Use UTF-8 or Latin1?

-2

I started a new project and when creating the database (MySQL), I did not think twice, I put a CHARSET=utf8 . The application will support Portuguese and English and users should use only these two languages.

In a specific module users can compose a procedure. That is, a relatively long text, which will use a WYSIWYG HTML editor. Users format their texts and I write HTML to the database. For this column I chose VARCHAR(65535) , so I'd rather use the space in the bank.

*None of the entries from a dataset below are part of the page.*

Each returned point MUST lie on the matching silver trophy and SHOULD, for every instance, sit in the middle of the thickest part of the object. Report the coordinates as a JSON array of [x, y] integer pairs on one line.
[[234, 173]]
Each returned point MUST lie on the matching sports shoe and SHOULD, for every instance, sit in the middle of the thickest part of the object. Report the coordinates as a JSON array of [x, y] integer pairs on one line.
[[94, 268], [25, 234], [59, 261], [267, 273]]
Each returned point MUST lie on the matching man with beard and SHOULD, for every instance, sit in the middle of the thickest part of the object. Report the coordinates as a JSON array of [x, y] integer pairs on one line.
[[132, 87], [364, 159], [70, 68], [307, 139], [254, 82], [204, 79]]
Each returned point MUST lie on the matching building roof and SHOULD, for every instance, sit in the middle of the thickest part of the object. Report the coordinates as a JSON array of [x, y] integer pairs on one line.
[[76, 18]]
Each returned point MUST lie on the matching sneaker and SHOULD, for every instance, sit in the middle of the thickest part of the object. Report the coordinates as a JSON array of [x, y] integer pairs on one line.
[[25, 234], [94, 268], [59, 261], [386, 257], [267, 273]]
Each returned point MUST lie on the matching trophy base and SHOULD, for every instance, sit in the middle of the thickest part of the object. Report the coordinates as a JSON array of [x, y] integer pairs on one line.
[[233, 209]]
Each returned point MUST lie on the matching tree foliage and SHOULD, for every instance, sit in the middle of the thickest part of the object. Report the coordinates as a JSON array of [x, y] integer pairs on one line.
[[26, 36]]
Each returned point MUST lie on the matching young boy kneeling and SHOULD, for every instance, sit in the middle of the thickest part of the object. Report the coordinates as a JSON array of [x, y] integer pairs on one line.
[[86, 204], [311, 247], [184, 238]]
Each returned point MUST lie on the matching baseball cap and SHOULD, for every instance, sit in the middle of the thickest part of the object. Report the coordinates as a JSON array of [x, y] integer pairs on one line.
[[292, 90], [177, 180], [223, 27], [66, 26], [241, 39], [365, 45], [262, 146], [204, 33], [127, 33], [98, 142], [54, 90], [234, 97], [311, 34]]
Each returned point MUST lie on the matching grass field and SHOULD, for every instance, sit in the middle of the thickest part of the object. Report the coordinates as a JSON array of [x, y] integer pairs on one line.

Of course, MySQL has reported that the maximum I can get in VARCHAR is 21845 per UTF-8 account (maximum 3 bytes).

Question : Is it still worthwhile to use Latin1 , ensuring that each character will have only 1 byte? Or is this obsolete and better done with UTF-8 ?

    
asked by anonymous 24.04.2018 / 18:02

2 answers

4

There is no correct answer to choosing encoding . The choice must be made according to your need. This is why banks accept many types.

If your system has no chance of receiving any special characters, as in the case you are describing where the content will always be a HTML , you can, a priori, change all the special characters by their Unicode (ie &#nnnn; where nnnn is the unicode code), then you probably do not need to store that data in UTF-8 . You can even have your entire database as a collation UTF-8 and only that HTML field with a different collation .

However, you often have no control over how HTML will be written to the field, you do not have a filter to convert to cases where the user pastes any special characters, etc. If this is the case, then the best strategy is to use Unicode .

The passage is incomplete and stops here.